Wednesday, July 30, 2008

Grass Roots Traditions
Featuring Mose Tolliver


August 7, 2008-September 6th, 2008
Opening Reception, Thursday Evening August 7th, 6-10pm

Essie Green Galleries exhibits the works of one of the most acclaimed artists of the folk art tradition, Mose Tolliver. The exhibition is entitled: Grass Roots Traditions.

Mose Tolliver is major contributor to the American visual arts tradition. Born the son of a sharecropper in the segregated south, Tolliver barely finished third grade. Instead, he preferred to work with his hands as a gardener and later as a mover for a furniture company. In the 1960’s an unfortunate accident left Mose partially disabled. Art became his therapy which aided Tolliver out of a depression prompted by his injury. He began painting with house paint on any surface ranging from furniture to metal trays. He became most known for his playful animals and self-portraits.
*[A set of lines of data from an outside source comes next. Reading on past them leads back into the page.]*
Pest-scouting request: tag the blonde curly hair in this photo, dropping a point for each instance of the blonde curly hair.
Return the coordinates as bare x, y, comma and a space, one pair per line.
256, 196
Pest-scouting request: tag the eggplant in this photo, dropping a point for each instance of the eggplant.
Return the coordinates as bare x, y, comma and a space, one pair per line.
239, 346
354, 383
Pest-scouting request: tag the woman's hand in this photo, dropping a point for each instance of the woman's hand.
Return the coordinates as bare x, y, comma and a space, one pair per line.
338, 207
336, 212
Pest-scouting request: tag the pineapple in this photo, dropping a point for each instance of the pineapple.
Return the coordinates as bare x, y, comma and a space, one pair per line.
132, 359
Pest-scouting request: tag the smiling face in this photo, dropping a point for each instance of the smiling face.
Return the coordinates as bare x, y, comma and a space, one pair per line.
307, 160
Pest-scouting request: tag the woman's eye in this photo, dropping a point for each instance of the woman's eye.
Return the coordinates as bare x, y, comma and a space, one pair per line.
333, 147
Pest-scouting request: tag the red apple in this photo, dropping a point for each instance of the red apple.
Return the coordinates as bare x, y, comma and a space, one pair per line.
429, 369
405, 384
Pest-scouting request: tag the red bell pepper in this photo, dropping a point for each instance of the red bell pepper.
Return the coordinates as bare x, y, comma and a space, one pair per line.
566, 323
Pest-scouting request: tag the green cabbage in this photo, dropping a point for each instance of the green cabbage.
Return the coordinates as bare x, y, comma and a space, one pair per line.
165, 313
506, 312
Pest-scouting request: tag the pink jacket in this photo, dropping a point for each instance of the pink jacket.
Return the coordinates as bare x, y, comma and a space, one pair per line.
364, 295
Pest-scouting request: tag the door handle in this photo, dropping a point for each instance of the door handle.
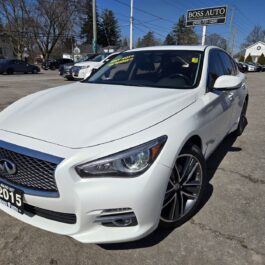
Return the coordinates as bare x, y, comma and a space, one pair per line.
230, 96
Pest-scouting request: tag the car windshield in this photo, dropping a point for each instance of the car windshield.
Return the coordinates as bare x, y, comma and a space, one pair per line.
166, 69
100, 57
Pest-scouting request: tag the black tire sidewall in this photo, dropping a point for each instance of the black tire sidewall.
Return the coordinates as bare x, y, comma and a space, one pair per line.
195, 151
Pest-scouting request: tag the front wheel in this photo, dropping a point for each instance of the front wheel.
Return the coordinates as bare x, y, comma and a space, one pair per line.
185, 188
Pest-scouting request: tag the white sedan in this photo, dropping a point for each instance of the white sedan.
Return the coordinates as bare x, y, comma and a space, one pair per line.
124, 152
84, 69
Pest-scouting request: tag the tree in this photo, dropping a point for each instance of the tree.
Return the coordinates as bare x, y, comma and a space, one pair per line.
16, 24
110, 27
48, 23
261, 59
169, 40
249, 59
148, 40
184, 35
124, 44
86, 22
257, 34
241, 58
216, 40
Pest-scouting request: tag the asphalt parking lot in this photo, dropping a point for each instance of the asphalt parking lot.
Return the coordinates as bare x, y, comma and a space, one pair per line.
229, 228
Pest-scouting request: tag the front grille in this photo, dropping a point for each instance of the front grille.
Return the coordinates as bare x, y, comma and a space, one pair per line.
32, 173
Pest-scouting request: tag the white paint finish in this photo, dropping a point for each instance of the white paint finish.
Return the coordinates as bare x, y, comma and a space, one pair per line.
106, 119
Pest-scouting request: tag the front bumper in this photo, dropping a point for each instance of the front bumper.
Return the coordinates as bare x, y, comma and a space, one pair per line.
88, 198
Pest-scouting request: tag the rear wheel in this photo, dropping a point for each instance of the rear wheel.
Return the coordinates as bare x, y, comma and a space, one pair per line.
185, 188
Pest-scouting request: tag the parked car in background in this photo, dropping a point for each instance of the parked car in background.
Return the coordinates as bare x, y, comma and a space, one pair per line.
83, 70
261, 67
253, 67
64, 69
11, 66
114, 157
243, 67
55, 64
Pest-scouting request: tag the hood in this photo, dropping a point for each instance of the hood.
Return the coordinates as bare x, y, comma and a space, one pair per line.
82, 115
87, 63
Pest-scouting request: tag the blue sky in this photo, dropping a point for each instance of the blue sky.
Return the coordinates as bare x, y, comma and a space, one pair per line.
247, 14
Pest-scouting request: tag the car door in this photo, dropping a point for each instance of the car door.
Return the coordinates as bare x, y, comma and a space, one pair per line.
217, 104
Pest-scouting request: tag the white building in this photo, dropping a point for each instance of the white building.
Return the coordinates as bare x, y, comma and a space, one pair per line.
255, 50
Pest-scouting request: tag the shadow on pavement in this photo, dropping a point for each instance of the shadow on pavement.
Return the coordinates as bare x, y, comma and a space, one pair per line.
158, 235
Mose Tolliver’s whimsical, deeply personal, and mysterious paintings have made him one of the most significant American folk artists. Dr. Robert Bishop, the Director of Museum Folk Art said of Tolliver’s paintings: “You can hang him beside a Picasso, and you have the same kind of creativity and deep personal vision.” He remains today an influential figure of the southern self-taught art tradition.

Folk Art generally is considered to be a representation of a traditional way of life. One could say that the value of Black folk art can be attributed to its ability to keep alive at a grass roots level vital Black American traditions, which also contributes to the kaleidoscope of American cultural and visual experiences.

In the last few decades Folk Art has proven to be an accepted and admired art form, with increasing exponential sales in both Christie’s and Sotheby’s Auction Houses. The self-taught artists of this form have become respected members of the art community, so much so that many of them are considered to have greatly influenced other contemporary artists. Black folk art has been a visual arts tradition in America for over 400 years, having ties which reach back to a distant African past.

Essie Green Galleries is honored to present an exhibition of Mose Tolliver’s master works and is certainly one of a few and possibly the only black owned gallery with an extensive black folk art collection.